The deal will allow Cephalon to see not only how their drugs interact with target kinases, but also with other kinases that could be causing side effects. The resulting data could provide evidence of the move toward ever more targeted and personalised medicine.
Under the terms of the agreement Ambit's KinomeScan-driven discovery capabilities will be combined with Cephalon's chemistry, discovery and development capabilities, significantly compressing typical timelines for discovery and development of small molecule pharmaceutical products.
Kinases play key roles in cancer, inflammation, diabetes and other diseases. With more than 30 kinase inhibitors in clinical trials or approved for human use including Gleevec, Tarceva and Sutent, this important class of proteins is a rich area for drug development.
However, kinases share similarities that make them difficult to target specifically, and off-target inhibition can result in side effects or toxicity.
Financial obligations will see Cephalon pay an up-front fee of $18m (€14m) to Ambit for access to Ambit's proprietary KinomeScan technology.
In addition, the companies will collaborate on advancing two programs targeting undisclosed kinases, with Ambit having primary responsibility for delivering clinical candidates that Cephalon will further develop in exchange for additional milestone payments to Ambit of up to $232.5m and royalties on commercial sales.
Ambit will also have the opportunity to utilise Cephalon library compounds to discover and develop products that are effective inhibitors of certain undisclosed kinases.

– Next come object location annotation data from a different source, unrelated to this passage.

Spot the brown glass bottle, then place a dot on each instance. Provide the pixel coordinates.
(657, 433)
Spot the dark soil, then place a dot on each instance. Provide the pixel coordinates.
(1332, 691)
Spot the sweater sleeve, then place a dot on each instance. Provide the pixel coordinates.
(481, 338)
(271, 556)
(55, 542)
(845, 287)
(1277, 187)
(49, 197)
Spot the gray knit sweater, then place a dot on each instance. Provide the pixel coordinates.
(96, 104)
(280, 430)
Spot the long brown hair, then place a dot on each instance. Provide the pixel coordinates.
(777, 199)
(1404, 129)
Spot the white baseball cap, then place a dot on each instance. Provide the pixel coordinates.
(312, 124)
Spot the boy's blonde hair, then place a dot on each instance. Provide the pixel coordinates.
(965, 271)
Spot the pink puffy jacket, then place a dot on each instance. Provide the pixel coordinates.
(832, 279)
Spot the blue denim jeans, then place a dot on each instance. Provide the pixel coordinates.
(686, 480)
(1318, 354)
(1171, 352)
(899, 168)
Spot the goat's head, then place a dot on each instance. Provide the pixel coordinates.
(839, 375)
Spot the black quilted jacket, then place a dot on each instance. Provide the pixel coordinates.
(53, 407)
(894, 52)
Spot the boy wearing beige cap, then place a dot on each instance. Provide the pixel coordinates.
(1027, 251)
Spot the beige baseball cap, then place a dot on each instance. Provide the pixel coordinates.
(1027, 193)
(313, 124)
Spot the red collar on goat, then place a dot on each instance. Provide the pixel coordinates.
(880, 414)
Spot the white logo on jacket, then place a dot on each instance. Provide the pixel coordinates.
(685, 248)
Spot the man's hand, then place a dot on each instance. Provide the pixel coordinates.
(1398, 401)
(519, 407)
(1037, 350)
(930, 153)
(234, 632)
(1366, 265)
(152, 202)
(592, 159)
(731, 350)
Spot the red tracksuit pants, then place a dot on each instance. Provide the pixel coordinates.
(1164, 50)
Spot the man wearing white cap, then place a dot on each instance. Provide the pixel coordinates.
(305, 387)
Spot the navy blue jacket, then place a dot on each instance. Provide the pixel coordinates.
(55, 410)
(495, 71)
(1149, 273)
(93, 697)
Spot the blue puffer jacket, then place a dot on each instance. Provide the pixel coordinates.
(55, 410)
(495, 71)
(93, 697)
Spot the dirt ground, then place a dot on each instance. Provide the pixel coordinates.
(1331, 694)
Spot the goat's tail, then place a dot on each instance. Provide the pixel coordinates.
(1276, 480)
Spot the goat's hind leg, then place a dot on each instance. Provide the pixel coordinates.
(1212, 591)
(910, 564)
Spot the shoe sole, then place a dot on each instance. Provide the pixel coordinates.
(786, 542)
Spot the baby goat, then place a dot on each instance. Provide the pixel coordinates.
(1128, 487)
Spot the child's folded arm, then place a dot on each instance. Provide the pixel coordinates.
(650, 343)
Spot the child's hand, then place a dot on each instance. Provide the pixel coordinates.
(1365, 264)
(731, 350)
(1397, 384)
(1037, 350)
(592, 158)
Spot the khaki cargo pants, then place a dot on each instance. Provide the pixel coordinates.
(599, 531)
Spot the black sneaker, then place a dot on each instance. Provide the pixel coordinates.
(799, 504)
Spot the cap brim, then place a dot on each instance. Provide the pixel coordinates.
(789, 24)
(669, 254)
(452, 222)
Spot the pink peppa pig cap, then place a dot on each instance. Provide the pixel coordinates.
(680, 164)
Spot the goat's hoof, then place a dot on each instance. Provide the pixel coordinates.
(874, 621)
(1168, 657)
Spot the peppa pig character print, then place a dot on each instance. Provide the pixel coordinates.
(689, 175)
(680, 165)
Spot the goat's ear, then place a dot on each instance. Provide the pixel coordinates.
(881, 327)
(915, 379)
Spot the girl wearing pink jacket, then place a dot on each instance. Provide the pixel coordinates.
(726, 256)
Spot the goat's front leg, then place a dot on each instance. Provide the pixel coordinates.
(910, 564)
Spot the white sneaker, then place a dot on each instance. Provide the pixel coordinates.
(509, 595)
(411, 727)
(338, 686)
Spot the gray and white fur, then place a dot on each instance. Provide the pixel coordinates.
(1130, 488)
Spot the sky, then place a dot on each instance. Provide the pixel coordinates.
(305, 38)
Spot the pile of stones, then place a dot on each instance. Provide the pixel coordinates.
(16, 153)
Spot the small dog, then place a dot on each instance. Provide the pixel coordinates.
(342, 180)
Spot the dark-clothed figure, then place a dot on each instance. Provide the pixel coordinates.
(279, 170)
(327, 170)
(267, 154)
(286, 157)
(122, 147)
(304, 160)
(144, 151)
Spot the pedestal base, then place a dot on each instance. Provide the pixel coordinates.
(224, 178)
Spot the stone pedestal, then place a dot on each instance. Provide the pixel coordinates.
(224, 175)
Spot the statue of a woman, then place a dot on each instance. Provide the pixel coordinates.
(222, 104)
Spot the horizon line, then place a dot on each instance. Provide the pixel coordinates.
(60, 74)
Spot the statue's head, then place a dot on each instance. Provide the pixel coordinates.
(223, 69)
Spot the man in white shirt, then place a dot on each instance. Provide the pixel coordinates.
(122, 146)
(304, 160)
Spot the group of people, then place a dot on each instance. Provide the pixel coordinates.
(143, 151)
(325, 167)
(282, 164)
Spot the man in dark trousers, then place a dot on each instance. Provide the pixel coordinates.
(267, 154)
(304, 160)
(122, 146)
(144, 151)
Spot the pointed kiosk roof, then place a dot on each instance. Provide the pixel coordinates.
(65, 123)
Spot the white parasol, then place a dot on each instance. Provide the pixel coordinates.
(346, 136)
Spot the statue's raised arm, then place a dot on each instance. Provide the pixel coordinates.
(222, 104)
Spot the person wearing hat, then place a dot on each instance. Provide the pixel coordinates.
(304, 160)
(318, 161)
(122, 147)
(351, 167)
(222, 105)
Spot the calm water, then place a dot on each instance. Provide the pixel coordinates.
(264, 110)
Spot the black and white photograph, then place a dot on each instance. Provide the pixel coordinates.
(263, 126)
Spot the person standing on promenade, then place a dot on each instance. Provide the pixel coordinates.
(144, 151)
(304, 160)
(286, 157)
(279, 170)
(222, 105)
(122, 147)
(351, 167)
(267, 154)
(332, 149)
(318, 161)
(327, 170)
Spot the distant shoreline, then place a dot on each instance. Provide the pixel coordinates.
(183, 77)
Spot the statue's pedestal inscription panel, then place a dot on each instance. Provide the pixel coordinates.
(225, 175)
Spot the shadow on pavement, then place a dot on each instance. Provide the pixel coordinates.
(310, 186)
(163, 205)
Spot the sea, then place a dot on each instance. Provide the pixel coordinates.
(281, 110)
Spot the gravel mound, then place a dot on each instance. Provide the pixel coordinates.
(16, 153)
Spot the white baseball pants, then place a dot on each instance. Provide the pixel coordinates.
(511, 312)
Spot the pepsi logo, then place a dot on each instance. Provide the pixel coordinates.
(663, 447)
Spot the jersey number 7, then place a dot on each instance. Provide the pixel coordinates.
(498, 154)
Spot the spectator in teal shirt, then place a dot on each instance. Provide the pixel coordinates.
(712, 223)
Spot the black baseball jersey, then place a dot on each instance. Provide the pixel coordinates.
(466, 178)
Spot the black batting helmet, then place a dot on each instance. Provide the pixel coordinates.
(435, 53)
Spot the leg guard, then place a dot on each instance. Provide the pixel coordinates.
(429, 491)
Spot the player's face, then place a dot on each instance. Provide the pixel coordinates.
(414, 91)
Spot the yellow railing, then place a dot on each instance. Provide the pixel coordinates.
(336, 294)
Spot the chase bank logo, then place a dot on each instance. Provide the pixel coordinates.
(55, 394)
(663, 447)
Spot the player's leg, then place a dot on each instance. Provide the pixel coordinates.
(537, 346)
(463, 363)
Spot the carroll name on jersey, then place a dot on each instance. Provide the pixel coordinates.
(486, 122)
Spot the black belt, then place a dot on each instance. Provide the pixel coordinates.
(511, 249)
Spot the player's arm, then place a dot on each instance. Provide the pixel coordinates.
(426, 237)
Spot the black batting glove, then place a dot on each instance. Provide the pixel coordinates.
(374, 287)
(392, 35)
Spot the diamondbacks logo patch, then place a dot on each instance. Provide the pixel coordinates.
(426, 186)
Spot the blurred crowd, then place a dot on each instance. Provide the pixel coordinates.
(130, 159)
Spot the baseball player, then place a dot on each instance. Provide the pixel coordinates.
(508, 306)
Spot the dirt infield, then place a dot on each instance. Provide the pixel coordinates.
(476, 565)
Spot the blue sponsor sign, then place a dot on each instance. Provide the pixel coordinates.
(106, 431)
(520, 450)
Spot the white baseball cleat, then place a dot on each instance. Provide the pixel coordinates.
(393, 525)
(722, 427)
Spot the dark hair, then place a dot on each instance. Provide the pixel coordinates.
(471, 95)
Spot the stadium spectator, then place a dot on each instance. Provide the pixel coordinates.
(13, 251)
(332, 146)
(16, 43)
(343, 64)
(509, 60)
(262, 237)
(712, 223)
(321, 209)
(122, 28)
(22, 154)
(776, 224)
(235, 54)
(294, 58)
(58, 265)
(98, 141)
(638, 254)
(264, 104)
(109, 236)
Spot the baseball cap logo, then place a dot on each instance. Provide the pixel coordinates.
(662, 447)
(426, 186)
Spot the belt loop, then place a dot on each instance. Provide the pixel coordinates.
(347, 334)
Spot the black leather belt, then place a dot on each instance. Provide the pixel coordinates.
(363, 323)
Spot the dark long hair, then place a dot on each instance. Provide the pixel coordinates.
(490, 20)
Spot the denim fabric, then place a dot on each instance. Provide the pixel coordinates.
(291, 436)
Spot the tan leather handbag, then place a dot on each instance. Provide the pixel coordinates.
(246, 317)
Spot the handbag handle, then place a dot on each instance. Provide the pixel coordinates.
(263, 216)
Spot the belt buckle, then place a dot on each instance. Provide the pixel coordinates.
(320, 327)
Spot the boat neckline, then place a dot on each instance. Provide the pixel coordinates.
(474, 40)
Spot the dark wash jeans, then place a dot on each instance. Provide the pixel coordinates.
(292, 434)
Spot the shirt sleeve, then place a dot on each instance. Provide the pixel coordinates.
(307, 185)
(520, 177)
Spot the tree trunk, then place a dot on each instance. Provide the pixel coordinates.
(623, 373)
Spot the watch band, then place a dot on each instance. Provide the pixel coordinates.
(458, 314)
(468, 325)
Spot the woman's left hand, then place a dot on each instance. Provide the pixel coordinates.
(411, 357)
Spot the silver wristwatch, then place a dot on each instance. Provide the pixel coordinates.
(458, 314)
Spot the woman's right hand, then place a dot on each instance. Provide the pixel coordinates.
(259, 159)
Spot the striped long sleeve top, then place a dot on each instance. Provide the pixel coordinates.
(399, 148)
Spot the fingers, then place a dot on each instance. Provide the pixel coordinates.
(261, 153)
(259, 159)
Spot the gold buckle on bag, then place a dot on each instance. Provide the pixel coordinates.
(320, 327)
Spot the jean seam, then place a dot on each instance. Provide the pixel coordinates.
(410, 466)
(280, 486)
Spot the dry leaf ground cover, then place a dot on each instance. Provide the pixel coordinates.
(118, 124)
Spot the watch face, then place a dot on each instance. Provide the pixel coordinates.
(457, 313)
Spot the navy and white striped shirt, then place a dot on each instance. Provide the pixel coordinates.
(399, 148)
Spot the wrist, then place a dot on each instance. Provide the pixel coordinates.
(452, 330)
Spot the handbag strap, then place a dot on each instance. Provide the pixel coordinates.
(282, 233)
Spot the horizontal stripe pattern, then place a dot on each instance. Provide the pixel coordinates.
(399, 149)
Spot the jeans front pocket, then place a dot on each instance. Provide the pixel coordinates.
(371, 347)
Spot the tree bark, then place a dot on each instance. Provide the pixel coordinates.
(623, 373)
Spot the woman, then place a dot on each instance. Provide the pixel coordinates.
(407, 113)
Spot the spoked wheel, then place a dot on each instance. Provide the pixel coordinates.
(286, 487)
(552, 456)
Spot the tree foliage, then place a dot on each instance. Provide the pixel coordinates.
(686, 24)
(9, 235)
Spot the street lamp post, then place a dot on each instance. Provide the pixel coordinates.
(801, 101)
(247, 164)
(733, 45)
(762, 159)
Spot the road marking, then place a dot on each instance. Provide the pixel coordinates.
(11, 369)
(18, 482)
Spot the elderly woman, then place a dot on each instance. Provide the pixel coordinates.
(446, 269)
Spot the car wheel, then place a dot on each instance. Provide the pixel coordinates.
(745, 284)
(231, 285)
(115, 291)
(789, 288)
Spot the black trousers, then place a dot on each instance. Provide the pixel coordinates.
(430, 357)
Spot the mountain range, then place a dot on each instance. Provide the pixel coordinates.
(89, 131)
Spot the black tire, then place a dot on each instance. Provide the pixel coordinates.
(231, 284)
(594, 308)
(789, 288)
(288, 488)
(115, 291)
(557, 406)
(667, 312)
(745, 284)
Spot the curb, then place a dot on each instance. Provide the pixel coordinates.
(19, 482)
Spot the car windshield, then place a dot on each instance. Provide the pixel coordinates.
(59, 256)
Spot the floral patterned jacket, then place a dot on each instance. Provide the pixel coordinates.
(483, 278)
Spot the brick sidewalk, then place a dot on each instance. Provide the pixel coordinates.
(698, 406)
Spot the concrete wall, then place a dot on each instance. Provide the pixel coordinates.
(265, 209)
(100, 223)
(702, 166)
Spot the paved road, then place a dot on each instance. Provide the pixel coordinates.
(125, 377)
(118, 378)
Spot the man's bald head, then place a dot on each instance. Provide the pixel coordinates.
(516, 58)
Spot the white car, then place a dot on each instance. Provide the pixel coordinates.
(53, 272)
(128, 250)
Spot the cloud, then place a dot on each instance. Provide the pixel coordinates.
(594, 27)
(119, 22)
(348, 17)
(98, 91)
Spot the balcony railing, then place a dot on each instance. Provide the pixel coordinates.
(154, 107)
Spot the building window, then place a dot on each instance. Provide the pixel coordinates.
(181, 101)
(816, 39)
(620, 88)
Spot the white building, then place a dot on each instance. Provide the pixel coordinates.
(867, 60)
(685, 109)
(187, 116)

"While they are our fourth major collaborator, Cephalon is the first pharmaceutical company to take complete advantage of Ambit's proprietary discovery platform," said Scott Salka, Chief Executive Officer of Ambit.
"The cornerstone of the collaboration is Ambit's unequalled ability to screen chemical libraries across a panel of 300 kinases, which will be used to rapidly annotate Cephalon's focused library of potential kinase inhibitors," he added.
Ambit's KinomeScan technology is a new way to evaluate libraries of compounds by testing them simultaneously against a large number of human kinases.
This provides information regarding how strongly the compounds bind to both intended and unintended kinases, revealing the best candidates for preclinical optimisation as well as off-target interactions that could either cause unwanted side effects or reveal new indications.
Additionally, the speed of KinomeScan, which can routinely provide a three-day feedback loop between chemistry, pharmacology and screening, allows the technology to be utilised throughout the optimisation process until a drug's desired kinase inhibition profile is obtained.
While Kinases remain a popular drug target for pharma and biotechnology companies, the problem with kinases is that it is difficult to hit the ones you want without also hitting ones you don't want - and that can cause side effects.
As recently as last week, the enrolment of the drug Exelixis was suspended in a Phase 2 trial with a kinase inhibitor due to cardiovascular adverse events…probably because that drug targets multiple kinases, which increases the risk of side effects).
"Our structurally diverse, proprietary chemical library of kinase inhibitors is among our most valuable assets. We see this collaboration as an opportunity to extract the maximum value from this asset in the shortest period of time," said Jeffry Vaught, Executive Vice President, research & development at Cephalon.
"Coupled to our collaborative discovery programs with Ambit, we expect to rapidly and efficiently identify drug candidates that effectively inhibit the targeted kinases while minimising side effects due to off-target kinase modulation," he added.